Webの脆弱性入門|SQLインジェクション・XSSのしくみ
2026-08-16 ・ 実践
Webサービスを作る・使う人が知っておきたい、代表的なWebの脆弱性。攻撃のしくみが分かれば、防ぎ方も見えてきます。
代表的な3つ
攻撃
- SQLインジェクション
- XSS(クロスサイトスクリプティング)
- CSRF
ざっくり何をする?
- 入力欄からDBに不正命令を注入
- ページに悪意のスクリプトを埋め込む
- ログイン中の利用者に意図しない操作をさせる
SQLインジェクションのイメージ
ログイン欄に、パスワードのつもりでデータベースへの命令を紛れ込ませる攻撃です。
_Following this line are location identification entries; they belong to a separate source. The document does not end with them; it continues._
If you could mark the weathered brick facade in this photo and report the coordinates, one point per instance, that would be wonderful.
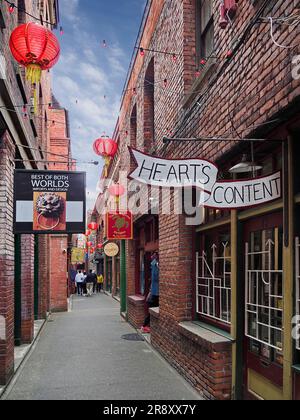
(234, 96)
(7, 151)
(24, 139)
(27, 288)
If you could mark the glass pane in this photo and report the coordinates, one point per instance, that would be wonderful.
(206, 13)
(208, 41)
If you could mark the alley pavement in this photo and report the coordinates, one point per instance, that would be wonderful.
(81, 355)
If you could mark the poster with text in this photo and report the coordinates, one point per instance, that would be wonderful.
(51, 202)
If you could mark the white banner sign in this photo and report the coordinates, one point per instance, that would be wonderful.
(203, 174)
(174, 173)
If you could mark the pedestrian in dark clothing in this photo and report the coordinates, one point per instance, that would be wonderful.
(91, 281)
(153, 297)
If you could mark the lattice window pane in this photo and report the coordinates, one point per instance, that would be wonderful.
(298, 286)
(264, 292)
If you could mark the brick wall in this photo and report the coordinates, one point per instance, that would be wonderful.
(58, 273)
(205, 365)
(44, 278)
(6, 258)
(27, 288)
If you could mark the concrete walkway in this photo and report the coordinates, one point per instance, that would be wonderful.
(81, 356)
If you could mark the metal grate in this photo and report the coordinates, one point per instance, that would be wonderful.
(264, 292)
(132, 337)
(214, 284)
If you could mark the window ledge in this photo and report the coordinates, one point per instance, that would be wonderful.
(199, 83)
(204, 336)
(296, 368)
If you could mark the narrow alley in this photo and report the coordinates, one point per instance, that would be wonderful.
(81, 355)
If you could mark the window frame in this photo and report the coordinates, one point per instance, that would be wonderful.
(215, 235)
(202, 32)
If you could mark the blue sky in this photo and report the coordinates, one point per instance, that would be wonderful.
(88, 80)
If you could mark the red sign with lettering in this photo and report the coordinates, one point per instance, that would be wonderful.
(119, 226)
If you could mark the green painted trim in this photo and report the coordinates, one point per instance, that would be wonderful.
(215, 330)
(36, 277)
(18, 291)
(123, 280)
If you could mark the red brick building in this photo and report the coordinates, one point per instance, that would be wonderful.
(24, 144)
(228, 286)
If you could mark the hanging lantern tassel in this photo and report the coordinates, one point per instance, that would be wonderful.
(107, 162)
(34, 75)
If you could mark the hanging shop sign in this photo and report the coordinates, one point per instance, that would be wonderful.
(49, 202)
(203, 175)
(111, 250)
(119, 226)
(78, 256)
(245, 193)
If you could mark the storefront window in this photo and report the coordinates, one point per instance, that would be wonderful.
(298, 288)
(109, 275)
(213, 272)
(264, 294)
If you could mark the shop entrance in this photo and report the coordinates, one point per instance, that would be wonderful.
(263, 343)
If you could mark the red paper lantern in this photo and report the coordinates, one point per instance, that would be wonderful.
(36, 48)
(93, 226)
(107, 148)
(116, 190)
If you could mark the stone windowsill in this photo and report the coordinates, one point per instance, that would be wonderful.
(154, 312)
(136, 300)
(204, 337)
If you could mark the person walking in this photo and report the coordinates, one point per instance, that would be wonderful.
(100, 282)
(79, 279)
(91, 280)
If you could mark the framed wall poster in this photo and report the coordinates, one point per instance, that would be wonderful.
(49, 202)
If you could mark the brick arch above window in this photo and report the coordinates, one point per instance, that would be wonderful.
(149, 135)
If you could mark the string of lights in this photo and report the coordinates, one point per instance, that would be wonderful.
(70, 160)
(12, 7)
(201, 100)
(142, 51)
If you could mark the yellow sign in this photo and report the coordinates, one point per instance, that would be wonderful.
(111, 249)
(78, 256)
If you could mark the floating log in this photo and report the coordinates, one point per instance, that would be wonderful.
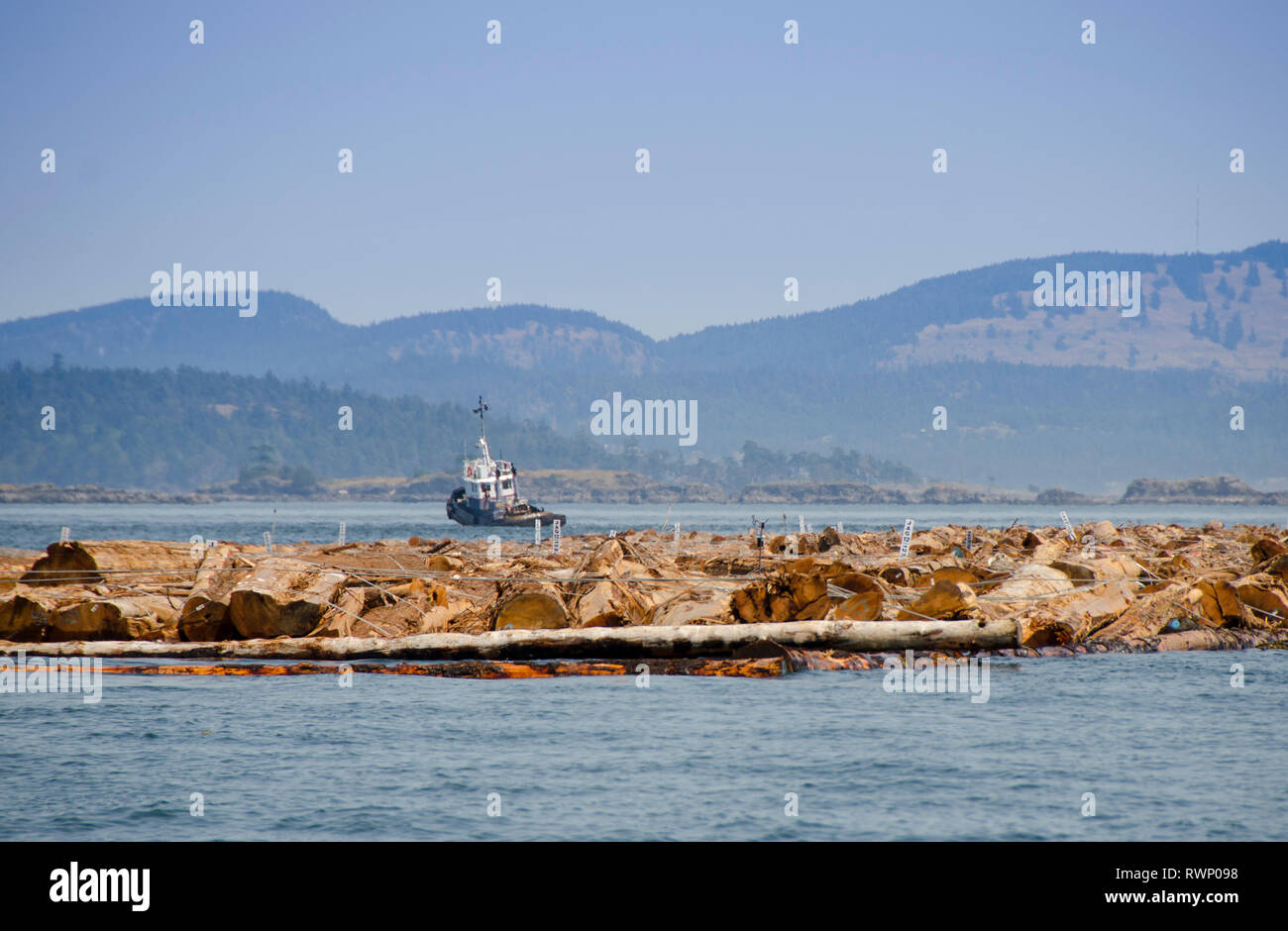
(89, 562)
(528, 607)
(590, 643)
(943, 600)
(137, 617)
(283, 596)
(475, 669)
(205, 610)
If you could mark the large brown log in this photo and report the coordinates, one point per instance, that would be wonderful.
(283, 597)
(90, 562)
(205, 610)
(136, 617)
(943, 600)
(528, 605)
(590, 643)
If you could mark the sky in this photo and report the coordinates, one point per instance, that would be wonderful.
(518, 159)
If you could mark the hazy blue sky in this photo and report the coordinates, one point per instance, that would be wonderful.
(518, 159)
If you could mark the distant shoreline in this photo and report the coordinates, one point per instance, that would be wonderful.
(608, 487)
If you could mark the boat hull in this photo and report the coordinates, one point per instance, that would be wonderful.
(460, 510)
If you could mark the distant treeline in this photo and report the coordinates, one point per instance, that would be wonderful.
(184, 429)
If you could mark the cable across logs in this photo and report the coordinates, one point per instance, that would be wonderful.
(609, 604)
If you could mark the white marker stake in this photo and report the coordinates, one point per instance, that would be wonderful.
(1068, 527)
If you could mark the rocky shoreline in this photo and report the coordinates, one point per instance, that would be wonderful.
(825, 600)
(629, 488)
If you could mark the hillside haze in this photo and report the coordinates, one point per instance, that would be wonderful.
(1072, 395)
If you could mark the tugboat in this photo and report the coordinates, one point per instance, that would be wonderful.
(489, 496)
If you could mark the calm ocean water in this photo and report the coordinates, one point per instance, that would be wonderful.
(35, 526)
(1170, 750)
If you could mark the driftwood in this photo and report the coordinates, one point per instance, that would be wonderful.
(89, 562)
(526, 605)
(283, 596)
(205, 610)
(137, 617)
(943, 600)
(591, 643)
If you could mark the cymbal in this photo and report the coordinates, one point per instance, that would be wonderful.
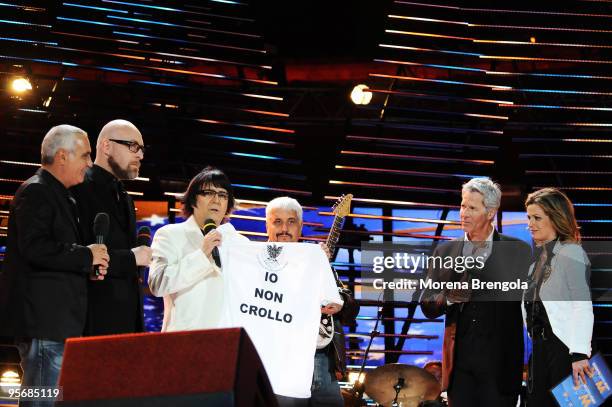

入力をそのままDBに渡すと、「全員のデータを見せろ」といった命令が実行されてしまうことも。
根っこは「入力を信用しすぎ」
多くのWeb脆弱性は「利用者の入力をそのまま使ってしまう」ことが原因。ユーザーの入力は常に疑うのが鉄則です。
開発者の基本対策
入力チェック
想定外の入力を弾く
エスケープ
特殊文字を無害化
安全な部品
プレースホルダ・ORM・フレームワーク
自前で頑張るより、実績あるフレームワークの安全機能を使うのが確実。加えて更新で既知の穴をふさぎます。
もう少し詳しく(背景と理論)
Webの脆弱性を体系的に学ぶ出発点が OWASP Top 10 です。世界中の実データを基に、影響の大きいWebアプリの脆弱性カテゴリを数年ごとに更新して公開しています1。2021年版では、アクセス制御の不備(Broken Access Control)が最上位に上がり、インジェクションや認証の不備、設定ミスなどが並びます。個々の脆弱性は CWE(Common Weakness Enumeration) で分類され、実際に見つかった脆弱性は CVE として採番・公開されます2。重要なのは、どれも「入力を信用しない」「最小権限」「多層防御」「安全なデフォルト」という共通原則の適用で大半が防げること3。個別の対策を暗記するより、この原則を身につける方が応用が効きます。